I funzionari avrebbero truffato l'ente per un totale di sei milioni di euro in quattro anni, attraverso "progetti obiettivo" con cui moltiplicavano il proprio reddito per mansioni già teoricamente retribuite. Con buste paga che arrivavano a 60mila euro al mese
Stipendi da decine di migliaia di euro. Ogni mese, per quasi quattro anni. Il dissesto finanziario di Taranto, il più grande crac comunale della storia della Repubblica, passa anche di qui. Dal processo che vede alla sbarra 34 dipendenti comunali accusati a vario titolo di associazione a delinquere finalizzata alla truffa. Secondo il procuratore Franco Sebastio e il sostituto Ida Perrone, gli imputati avrebbero sfruttato i cosiddetti “progetti obiettivo” per svolgere lo stesso lavoro che l’ente civico già retribuiva ogni mese. E così, a fine mese, le buste paga erano da capogiro: fino a 60mila euro, come ha ricordato il pm Perrone. Tra il 2001 e il 2005 un vero e proprio fiume di denaro pubblico è finito nei conti correnti degli imputati.
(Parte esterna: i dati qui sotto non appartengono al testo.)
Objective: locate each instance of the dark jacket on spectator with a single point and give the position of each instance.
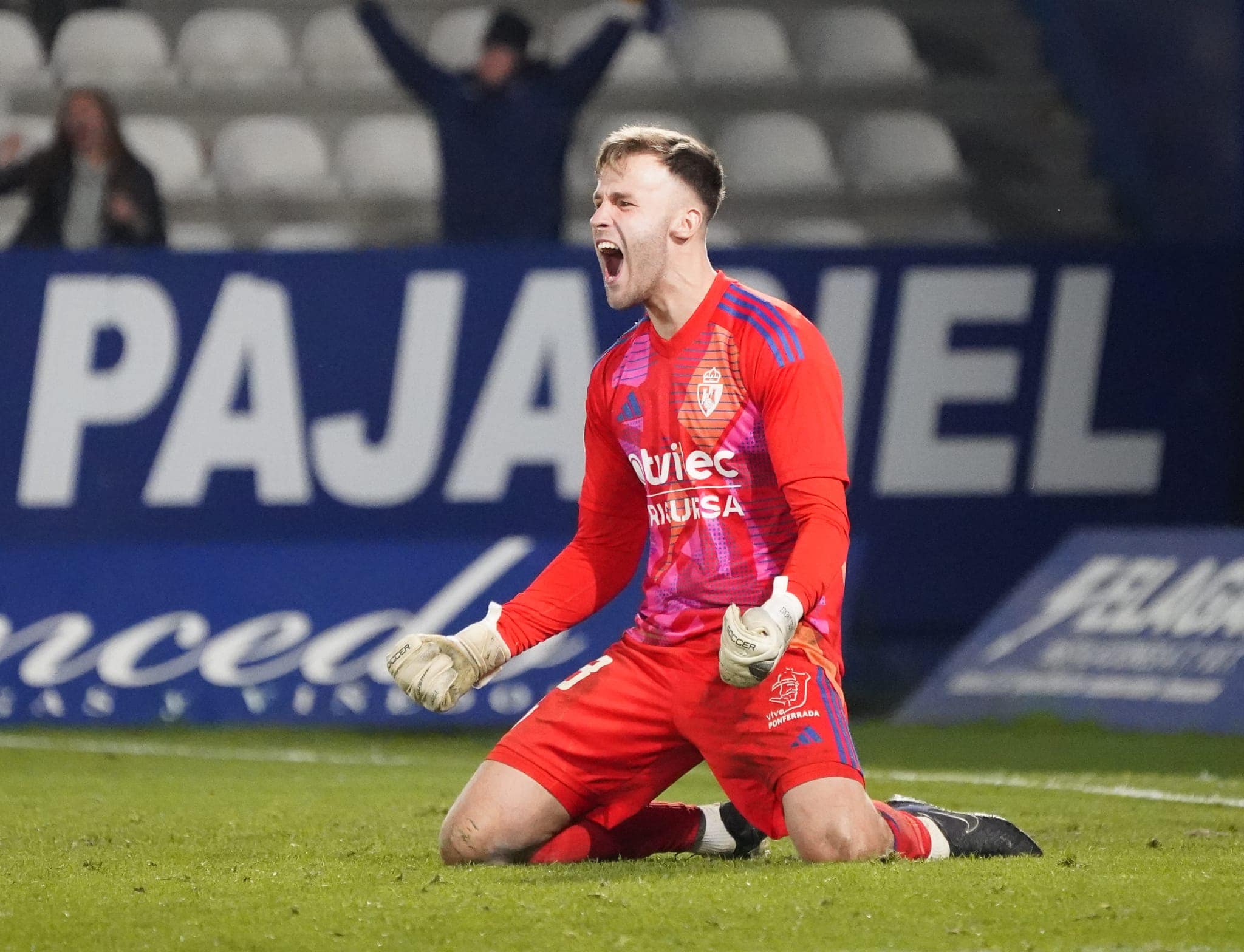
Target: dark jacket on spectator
(47, 178)
(503, 151)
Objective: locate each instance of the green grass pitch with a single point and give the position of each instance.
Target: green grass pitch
(264, 839)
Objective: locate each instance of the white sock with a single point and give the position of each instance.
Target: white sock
(716, 840)
(941, 849)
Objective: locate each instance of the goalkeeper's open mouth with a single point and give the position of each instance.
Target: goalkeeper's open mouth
(611, 260)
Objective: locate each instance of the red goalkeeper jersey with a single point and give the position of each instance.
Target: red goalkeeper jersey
(723, 447)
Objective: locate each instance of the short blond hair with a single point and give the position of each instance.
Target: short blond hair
(685, 155)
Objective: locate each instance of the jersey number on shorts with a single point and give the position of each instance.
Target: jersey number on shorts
(585, 672)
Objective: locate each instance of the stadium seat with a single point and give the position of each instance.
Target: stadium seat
(338, 54)
(456, 38)
(173, 153)
(390, 157)
(859, 45)
(21, 56)
(236, 50)
(273, 155)
(116, 49)
(199, 236)
(821, 233)
(643, 60)
(901, 152)
(734, 46)
(36, 132)
(310, 236)
(775, 152)
(957, 226)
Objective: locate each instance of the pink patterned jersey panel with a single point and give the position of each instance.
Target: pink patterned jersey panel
(687, 415)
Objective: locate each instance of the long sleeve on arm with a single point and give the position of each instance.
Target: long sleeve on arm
(604, 554)
(820, 508)
(409, 65)
(801, 403)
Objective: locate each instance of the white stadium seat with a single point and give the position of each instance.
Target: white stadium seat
(821, 233)
(312, 236)
(116, 49)
(390, 157)
(860, 45)
(775, 152)
(236, 50)
(457, 36)
(901, 152)
(338, 54)
(36, 132)
(199, 236)
(643, 60)
(21, 55)
(172, 152)
(273, 155)
(734, 46)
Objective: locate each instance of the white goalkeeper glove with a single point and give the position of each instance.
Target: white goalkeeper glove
(436, 672)
(752, 644)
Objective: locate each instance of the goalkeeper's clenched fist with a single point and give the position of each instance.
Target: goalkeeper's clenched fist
(436, 672)
(754, 642)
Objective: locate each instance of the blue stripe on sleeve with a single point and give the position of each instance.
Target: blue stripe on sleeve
(750, 308)
(776, 314)
(762, 328)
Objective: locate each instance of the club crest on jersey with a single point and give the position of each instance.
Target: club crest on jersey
(790, 696)
(708, 394)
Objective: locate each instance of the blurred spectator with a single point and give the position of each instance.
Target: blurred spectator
(507, 124)
(86, 189)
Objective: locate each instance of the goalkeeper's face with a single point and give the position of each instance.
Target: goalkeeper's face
(637, 204)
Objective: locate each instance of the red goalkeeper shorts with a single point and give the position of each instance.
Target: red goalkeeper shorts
(616, 733)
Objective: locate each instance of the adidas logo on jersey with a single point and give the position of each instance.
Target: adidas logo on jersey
(807, 736)
(631, 409)
(672, 465)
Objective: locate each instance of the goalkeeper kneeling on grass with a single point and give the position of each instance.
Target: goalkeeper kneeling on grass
(714, 440)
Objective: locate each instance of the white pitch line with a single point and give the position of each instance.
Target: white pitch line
(375, 758)
(1064, 786)
(258, 755)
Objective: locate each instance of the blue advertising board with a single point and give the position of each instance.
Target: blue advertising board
(994, 399)
(1130, 628)
(288, 633)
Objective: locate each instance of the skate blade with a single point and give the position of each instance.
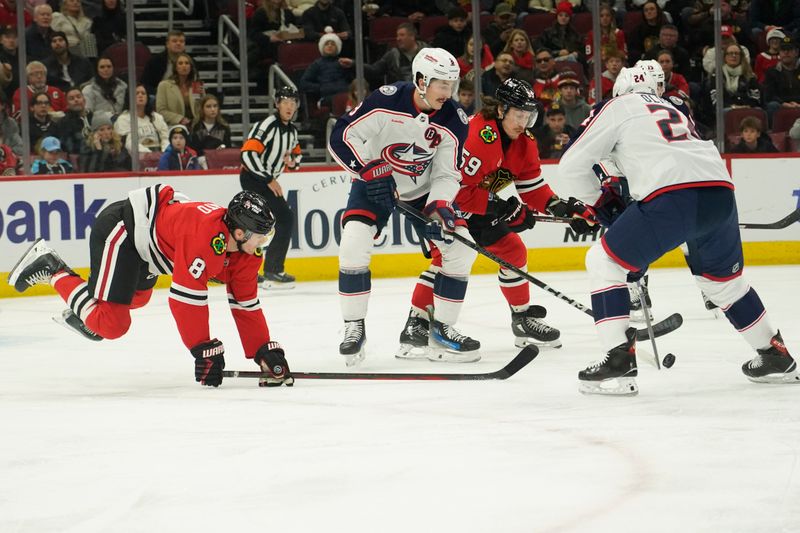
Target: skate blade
(610, 387)
(34, 250)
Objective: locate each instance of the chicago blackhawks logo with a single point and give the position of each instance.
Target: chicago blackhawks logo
(408, 159)
(488, 135)
(218, 244)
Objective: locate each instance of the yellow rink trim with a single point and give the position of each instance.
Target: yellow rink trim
(539, 260)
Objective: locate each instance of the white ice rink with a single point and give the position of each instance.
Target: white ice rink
(116, 436)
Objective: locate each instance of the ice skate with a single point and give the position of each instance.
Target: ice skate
(528, 329)
(414, 338)
(39, 264)
(448, 345)
(615, 374)
(72, 322)
(772, 365)
(352, 347)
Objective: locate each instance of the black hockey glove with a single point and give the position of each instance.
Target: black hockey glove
(377, 174)
(583, 218)
(270, 358)
(209, 362)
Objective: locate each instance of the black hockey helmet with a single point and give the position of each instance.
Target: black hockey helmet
(248, 211)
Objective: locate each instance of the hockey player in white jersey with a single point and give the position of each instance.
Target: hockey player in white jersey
(406, 140)
(681, 192)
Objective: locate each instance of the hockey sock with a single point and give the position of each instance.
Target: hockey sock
(354, 289)
(749, 317)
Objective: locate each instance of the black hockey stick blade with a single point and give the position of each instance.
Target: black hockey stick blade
(668, 325)
(525, 356)
(785, 222)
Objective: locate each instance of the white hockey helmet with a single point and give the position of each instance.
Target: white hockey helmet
(435, 64)
(635, 79)
(655, 69)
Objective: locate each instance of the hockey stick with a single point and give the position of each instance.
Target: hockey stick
(785, 222)
(669, 324)
(525, 356)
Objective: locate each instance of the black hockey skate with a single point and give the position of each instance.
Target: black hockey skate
(615, 374)
(414, 338)
(39, 264)
(352, 347)
(448, 345)
(528, 329)
(772, 365)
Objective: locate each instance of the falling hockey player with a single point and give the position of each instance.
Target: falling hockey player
(682, 193)
(152, 233)
(406, 139)
(499, 151)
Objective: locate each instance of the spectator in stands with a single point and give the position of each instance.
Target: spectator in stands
(110, 26)
(51, 162)
(75, 128)
(78, 28)
(782, 82)
(519, 46)
(272, 24)
(159, 66)
(106, 93)
(176, 97)
(65, 70)
(326, 76)
(37, 36)
(465, 60)
(770, 57)
(646, 34)
(674, 83)
(554, 135)
(668, 40)
(37, 83)
(210, 131)
(562, 39)
(106, 152)
(614, 63)
(453, 37)
(545, 82)
(611, 37)
(40, 122)
(178, 155)
(151, 128)
(494, 77)
(9, 131)
(496, 33)
(570, 101)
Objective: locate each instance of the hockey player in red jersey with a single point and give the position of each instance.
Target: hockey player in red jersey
(154, 232)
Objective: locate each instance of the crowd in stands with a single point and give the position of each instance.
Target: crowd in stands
(79, 107)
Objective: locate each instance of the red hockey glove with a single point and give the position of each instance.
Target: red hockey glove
(377, 174)
(272, 361)
(442, 221)
(209, 362)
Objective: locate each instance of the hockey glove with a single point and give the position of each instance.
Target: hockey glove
(209, 362)
(583, 218)
(270, 358)
(377, 174)
(442, 221)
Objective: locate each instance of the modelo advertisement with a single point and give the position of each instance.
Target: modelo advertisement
(63, 210)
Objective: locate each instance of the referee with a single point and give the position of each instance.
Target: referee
(270, 147)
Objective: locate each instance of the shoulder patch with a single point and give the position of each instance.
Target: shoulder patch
(487, 134)
(218, 244)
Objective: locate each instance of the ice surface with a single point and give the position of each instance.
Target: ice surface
(117, 436)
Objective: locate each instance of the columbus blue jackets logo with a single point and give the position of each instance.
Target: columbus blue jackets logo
(408, 159)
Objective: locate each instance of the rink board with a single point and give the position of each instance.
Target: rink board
(62, 210)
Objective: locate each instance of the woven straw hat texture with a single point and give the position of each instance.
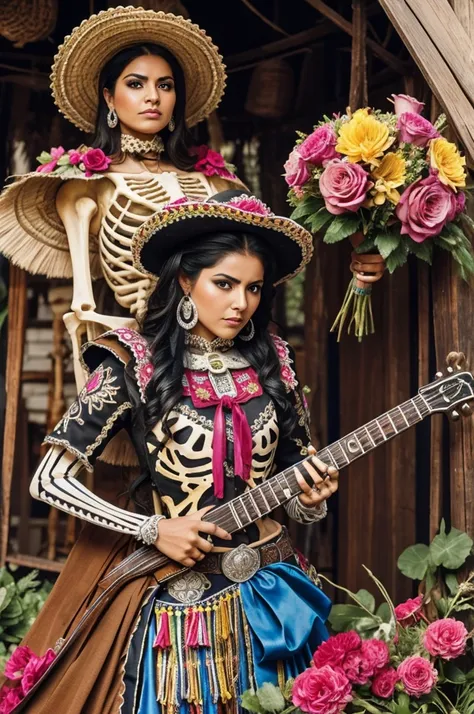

Oltre sei milioni di euro secondo l’accusa. I dipendenti, però, hanno sempre respinto le accuse sostenendo di aver percepito soldi in più per aver svolto mansioni extra per via delle lacune nella pianta organica del comune. Mancanza di personale talmente dannosa da costringere i vertici dirigenziali a preparare progetti obiettivo anche “per mettere in ordine numerico le fatture”. Il 4 luglio 2006, al termine dell’inchiesta guidata dall’ex capitano della Guardia di Finanza di Taranto Emanuele Fisicaro (prestato temporaneamente alla politica e poi sbarcato definitivamente nel mondo accademico), in 22 furono raggiunti dall’ordinanza di custodia cautelare. Nell’ultima udienza la procura ha presentato il conto: 179 anni di carcere per gli imputati. Nessuna assoluzione.
Salato anche il conto presentato dal comune ionico che si è costituito parte civile. L’avvocato Pasquale Annicchiarico ha chiesto un risarcimento di 50 milioni di euro, il sequestro conservativo di tutti i beni mobili e immobili e una provvisionale immediatamente esecutiva di 10 milioni. Nella sua arringa il difensore del comune ha indicato in Luigi Lubelli, ex dirigente del settore risorse finanziarie, il “complice delle operazioni chiave volute” dall’allora sindaco Rossana Di Bello. Un funzionario che “disponendo in maniera esclusiva dei cordoni della borsa ha potuto dispensare a pioggia i pubblici denari in favore dei suoi più stretti collaboratori, complici omertosi in più di una illecita operazione: milioni e milioni di euro che si chiamano ‘stipendi d’oro’ e commissioni comunali, buchi che, negli anni hanno contribuito a determinare la voragine del più grande dissesto d’Italia”.
Ma la politica, in questo processo non c’è. L’ex prima cittadina Rossana Di Bello e la sua giunta, non sono tra gli imputati. “Era ovvio e scontato – ha spiegato Annicchiarico alla corte – che l’organo politico non dovesse e potesse intervenire a porre freno al profluvio di denaro di questo processo dove si liquidano milioni di euro per progetti obiettivo che celano becera attività ordinaria”. Ora toccherà al tribunale presieduto da Michele Petrangelo – a latere Vilma Gilli e Alessandra Romano – ascoltare il folto collegio difensivo e poi emanare la sentenza. Ma la prescrizione incombe.